Rusya ve Ukrayna henüz işgal girişiminden 4 gün sonra Belarus’ta bir araya geldiler. Belarus taraflar arasındaki 3 tur müzakereye ev sahipliği yaptıktan sonra toplantının başka bir yerde yapılması konuşulmaya başlandı. Rus ve Ukrayna’lı heyetler 10 Mart’ta dışişleri bakanları düzeyinde Antalya’da bir araya gelseler de müzakerelerde somut bir ilerleme olmadı.
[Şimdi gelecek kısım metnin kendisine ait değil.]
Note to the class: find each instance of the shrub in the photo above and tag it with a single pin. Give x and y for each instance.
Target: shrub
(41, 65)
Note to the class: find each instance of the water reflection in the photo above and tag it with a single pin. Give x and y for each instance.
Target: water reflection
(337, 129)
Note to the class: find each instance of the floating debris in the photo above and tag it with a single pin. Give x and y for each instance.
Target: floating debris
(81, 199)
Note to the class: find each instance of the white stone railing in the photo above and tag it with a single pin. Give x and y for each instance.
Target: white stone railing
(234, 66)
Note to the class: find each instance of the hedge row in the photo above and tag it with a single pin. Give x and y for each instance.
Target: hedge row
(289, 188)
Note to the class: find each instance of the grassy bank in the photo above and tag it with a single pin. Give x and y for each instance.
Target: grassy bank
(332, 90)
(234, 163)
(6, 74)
Cumhurbaşkanı Erdoğan’ın devlet başkanları ile olan temasından sonra heyetlerin 29 Mart’ta Türkiye’nin ev sahipliğinde İstanbul’da görüşmeleri kararlaştırıldı. İstanbul’da bir araya gelen heyetler müzakereye başlamadan önce Cumhurbaşkanı Erdoğan taraflara “Dünya sizlerden gelecek güzel haberi bekliyor” açıklaması yaptı. Konuşmanın sonunda heyet üyelerinin Erdoğan’ı ayağa kalkarak alkışlaması “Havuz Medyası” tarafından “dünyanın hayran kaldığı görüntüler” olarak tanımlandı. Mevcut durumda Türkiye’nin büyük başarı gösterdiği, tüm dünyanın Türkiye’nin gözünün içine baktığı ve olayların gidişatını artık Türkiye’nin belirlediği yorumları yapıldı.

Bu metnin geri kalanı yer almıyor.